Since completing quarantine we’ve still been mostly stuck together 24/7 — in an often groundhog day pattern — thanks to Québec’s strict ongoing lockdown, with all but essential services closed and an 8pm curfew for the past few weeks. That’s completely fine with me. I didn’t come for sightseeing or a ski trip; I want this pandemic finished just like everyone else. So I’m happy to stay in every night with hot chocolate, Netflix, and my partner, something that seemed so impossible just a few weeks ago.
Despite our joy in being together again, we’re still very much unsure of the future. A lot of my friends and family viewed my decision to quit my job to stay in Canada for an indefinite amount of time as quite the leap of faith. I suppose that’s true, but anyone that’s spent time apart from family during this pandemic knows that there comes a point you’d do pretty much anything to be together again.

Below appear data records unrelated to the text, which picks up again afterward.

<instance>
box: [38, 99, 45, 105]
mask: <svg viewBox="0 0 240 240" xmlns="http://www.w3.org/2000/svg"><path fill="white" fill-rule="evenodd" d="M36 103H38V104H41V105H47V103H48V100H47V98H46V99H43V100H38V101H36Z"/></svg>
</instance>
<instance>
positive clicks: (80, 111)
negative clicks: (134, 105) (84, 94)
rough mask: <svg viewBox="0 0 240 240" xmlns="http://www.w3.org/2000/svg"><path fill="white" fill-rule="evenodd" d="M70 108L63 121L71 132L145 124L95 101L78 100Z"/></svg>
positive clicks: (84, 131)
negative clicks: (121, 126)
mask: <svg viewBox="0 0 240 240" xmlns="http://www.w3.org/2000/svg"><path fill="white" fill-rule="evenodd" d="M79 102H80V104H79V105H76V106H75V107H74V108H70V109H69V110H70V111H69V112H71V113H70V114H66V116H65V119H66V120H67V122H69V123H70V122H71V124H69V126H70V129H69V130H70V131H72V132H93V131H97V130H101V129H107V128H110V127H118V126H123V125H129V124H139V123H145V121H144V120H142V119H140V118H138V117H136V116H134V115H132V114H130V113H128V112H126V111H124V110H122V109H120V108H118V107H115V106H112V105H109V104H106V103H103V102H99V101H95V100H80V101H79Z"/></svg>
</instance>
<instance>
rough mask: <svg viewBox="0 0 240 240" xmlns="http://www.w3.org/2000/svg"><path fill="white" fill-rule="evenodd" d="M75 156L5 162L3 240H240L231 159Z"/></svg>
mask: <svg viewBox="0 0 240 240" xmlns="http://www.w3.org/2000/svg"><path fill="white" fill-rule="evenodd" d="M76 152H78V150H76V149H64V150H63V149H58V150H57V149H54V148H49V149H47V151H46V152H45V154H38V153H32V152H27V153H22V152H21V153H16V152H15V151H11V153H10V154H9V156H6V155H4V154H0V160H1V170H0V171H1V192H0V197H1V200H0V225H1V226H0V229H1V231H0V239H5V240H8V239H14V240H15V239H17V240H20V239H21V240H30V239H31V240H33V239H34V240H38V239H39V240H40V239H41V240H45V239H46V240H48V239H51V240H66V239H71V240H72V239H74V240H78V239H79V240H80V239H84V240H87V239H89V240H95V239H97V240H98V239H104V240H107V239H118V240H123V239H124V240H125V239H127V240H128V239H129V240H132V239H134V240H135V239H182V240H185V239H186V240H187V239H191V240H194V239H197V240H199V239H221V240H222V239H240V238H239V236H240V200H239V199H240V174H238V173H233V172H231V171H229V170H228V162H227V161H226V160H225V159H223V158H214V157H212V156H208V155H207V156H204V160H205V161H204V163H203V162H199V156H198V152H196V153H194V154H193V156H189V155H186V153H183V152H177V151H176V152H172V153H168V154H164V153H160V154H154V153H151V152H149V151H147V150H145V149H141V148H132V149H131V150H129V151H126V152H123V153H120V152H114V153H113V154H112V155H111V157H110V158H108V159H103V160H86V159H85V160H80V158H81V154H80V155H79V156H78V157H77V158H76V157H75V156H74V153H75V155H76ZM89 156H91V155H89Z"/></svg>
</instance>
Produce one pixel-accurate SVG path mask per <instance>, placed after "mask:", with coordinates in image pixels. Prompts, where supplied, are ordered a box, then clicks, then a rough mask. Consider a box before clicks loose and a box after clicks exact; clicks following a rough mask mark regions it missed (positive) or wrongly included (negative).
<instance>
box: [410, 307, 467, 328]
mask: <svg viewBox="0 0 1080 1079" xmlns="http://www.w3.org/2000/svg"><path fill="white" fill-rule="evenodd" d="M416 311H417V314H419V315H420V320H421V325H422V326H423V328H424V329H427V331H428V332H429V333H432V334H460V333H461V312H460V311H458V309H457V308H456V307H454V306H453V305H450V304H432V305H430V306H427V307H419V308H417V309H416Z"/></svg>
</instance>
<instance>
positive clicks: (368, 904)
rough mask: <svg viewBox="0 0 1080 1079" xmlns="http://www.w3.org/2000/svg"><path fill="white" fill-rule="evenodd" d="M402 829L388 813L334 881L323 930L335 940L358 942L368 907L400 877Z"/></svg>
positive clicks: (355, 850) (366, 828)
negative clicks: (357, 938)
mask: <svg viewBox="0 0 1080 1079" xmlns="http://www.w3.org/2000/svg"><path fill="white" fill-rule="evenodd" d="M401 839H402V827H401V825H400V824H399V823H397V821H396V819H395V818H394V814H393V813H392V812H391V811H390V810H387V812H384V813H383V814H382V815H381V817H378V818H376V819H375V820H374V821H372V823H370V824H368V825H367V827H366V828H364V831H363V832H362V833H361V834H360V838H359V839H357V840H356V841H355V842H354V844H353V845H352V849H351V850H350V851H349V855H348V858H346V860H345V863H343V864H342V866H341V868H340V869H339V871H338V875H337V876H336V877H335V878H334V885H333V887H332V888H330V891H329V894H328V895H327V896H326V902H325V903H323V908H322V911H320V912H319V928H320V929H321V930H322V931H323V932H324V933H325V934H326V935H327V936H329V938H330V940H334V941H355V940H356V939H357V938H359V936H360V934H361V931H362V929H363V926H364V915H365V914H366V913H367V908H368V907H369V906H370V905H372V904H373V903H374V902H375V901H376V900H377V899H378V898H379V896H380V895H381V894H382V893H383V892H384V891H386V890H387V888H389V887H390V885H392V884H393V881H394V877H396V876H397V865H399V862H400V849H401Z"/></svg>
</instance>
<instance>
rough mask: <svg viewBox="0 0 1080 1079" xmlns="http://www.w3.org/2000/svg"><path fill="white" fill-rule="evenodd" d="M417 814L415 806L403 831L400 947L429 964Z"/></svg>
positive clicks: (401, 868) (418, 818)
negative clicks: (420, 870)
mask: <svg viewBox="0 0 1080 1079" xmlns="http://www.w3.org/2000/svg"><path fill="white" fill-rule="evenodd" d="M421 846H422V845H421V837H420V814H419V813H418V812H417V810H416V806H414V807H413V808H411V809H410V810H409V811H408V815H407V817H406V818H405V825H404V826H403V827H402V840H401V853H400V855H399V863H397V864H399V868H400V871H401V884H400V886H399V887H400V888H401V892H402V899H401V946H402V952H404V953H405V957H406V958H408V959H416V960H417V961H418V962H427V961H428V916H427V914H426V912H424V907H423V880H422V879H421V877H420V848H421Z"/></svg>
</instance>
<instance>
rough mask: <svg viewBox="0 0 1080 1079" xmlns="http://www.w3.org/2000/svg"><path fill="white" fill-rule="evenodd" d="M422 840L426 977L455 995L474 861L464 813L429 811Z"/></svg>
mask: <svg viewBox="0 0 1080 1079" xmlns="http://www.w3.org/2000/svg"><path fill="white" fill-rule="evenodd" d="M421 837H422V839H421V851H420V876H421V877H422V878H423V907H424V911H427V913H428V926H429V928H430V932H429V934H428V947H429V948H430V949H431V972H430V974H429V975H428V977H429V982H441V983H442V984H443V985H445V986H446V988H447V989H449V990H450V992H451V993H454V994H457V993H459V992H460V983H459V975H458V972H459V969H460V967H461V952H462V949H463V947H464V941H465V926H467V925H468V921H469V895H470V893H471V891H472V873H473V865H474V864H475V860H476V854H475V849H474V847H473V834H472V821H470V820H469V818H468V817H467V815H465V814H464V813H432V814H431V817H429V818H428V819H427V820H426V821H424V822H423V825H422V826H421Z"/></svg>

For now, I’m enjoying my first Québec winter, attempting to freelance full-time and making tentative plans to explore more of the province safely, as lockdown hopefully eases. This entire pandemic has tested our relationship, but in the end we’ve come out stronger — and while we don’t have a clear vision for the future, we absolutely have more faith in our relationship than ever before.
I often wonder if the exemption process I went through is indicative of what’s to come post-pandemic. The last major event that prompted a border closure between Canada and the US — although just for a couple of days — 9/11 brought to an end the era of document-free travel between the two countries and amped up border security and scrutiny. Only time will tell what the new rules will be. But for now, I’m going to enjoy quality time with my partner, something I’ll never take for granted again.